The internet makes it possible to discover cool art. Here’s a sampling of Pixel Jeff‘s work, from Taipei, Taiwan.
I’m reading Steven Naifeh and Gregory White Smith’s Van Gogh: The Life, and enjoying every page. A year ago I took an art class with Chad Hines, who has an infectious love of Van Gogh.
Naifeh and Smith detail Van Gogh’s religious influences. His father was a Dutch minister. His work in London as an art dealer brought him into contact with Charles Haddon Spurgeon and his Metropolitan Tabernacle. Van Gogh was a close reader of Thomas A’Kempis. His depictions of the sower were inspired by his experiences in the countryside, but also by his father’s favorite parable. Before he discovered his calling as an artist, Van Gogh wanted to be a minister. During a period which brought him back to Dordt, Naifeh and Smith write:
Vincent spent every Sunday going from church to church in a marathon of devotion, ignoring differences between Lutheran and Reforemd, Dutch and French, even between Catholic and Protestant, sometimes logging three or four sermons in a day.
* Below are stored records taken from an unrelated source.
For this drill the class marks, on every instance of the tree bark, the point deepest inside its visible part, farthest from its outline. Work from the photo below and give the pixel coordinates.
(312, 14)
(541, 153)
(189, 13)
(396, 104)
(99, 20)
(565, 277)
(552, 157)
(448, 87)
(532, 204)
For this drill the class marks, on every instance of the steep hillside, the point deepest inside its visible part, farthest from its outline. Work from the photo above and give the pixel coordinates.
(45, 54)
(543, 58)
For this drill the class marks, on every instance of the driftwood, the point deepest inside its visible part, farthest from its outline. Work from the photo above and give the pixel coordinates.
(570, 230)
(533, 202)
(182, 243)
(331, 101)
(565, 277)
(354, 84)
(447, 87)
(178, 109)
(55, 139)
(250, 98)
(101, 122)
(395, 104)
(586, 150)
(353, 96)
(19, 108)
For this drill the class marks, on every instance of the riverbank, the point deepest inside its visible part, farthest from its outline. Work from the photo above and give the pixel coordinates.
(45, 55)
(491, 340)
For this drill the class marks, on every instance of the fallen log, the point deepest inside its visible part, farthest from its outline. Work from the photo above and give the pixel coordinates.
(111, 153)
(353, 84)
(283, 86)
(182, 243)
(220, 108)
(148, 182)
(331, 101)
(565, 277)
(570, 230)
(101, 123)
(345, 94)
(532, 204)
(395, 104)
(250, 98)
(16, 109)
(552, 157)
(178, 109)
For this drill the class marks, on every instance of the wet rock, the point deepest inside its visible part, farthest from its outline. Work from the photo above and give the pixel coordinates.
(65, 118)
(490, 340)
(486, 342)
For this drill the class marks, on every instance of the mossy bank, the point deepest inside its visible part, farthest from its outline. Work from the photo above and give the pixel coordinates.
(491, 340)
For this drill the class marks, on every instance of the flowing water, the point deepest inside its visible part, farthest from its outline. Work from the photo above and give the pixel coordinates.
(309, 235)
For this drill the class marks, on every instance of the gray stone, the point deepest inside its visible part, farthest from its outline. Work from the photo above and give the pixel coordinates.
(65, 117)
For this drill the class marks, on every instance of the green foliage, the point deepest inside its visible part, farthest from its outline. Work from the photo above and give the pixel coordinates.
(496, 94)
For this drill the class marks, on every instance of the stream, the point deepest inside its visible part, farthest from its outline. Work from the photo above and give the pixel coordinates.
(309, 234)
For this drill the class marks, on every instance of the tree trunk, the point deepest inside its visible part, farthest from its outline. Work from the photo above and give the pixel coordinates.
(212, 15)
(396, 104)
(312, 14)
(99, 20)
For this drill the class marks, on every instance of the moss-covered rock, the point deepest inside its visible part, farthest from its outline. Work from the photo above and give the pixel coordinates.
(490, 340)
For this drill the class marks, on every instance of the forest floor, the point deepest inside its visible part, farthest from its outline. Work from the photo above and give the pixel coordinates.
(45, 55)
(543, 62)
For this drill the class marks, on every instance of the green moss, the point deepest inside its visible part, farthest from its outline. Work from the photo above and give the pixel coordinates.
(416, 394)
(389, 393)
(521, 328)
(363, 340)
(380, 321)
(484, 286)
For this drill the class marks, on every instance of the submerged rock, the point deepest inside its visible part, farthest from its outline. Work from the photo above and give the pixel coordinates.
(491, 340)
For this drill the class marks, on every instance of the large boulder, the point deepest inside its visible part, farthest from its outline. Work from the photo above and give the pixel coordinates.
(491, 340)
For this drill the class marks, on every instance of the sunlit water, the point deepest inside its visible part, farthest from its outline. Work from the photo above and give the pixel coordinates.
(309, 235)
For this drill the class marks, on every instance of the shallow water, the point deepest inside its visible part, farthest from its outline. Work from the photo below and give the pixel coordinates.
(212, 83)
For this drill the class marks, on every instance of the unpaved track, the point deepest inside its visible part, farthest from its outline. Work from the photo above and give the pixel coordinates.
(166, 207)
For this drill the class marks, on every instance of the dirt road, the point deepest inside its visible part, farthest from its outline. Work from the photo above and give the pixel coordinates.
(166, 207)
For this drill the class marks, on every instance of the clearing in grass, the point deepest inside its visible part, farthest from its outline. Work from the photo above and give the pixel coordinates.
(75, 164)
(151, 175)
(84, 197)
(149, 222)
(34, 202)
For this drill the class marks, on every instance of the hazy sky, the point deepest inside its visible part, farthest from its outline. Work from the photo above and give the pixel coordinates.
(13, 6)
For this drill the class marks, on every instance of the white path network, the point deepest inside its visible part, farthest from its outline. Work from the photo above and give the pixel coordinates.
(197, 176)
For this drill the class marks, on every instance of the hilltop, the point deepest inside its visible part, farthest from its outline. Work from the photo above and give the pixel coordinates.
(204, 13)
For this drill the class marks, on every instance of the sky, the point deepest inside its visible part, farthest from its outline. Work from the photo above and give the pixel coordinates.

When Görlitz [his roommate at the time] expressed surprise at his ecumenism, Vincent replied, “I see God in each church . . . the dogma is not important, but the spirit of the Gospel is, and I find that spirit in all churches.” For Vincent, only the preaching mattered. In letters to Theo [his brother], he described how the Catholic priest lifted up the poor, cheerless peasants in his flock, while the Protestant preacher used “fire and enthusiasm” to sober the smug burghers in his.
Inevitably these Sunday tours rekindled Vincent’s ambition to preach. At home, he began studying the works of the most inspiring preacher he had ever heard, Charles Spurgeon, and drafting sermons during his late-night study sessions. He regaled his scornful fellow borders with impromptu inspirational readings, even as they laughed and made faces at him. He tested everyone’s patience, even Görlitz’s, with interminable dinnertime prayers. When Görlitz urged him not to waste his time on his housemates’ souls, Vincent snapped, “Let them laugh . . . someday they will learn to appreciate it.”
Van Gogh later abandons his pursuit of religion, of theology, and of ministry. Following a family conflict, he abandons belief in God. I knew of Van Gogh’s disagreeableness and his declared atheism. I did not know about his early religious pursuits and that they were informed by figures like A’Kempis and Spurgeon.
But now I know. And so do you.
I share this video largely to put down a marker for myself, to allow myself to stumble upon this again at some point in the future. I’ve read Roger Scruton and admire his work. He is a philosopher. In this video presentation, Scruton argues for beauty while critiquing modern art and architecture which, according to Scruton, represents a cult of ugliness. Scruton believes that we have lost touch with the meaning of beauty and have abandoned our quest to create it, much to our impoverishment. He seeks to persuade us to recapture something we have lost, to establish anew the importance of beauty, to inspire courage for those that might name ugliness in art as ugliness, and to encourage the creation of something beautiful.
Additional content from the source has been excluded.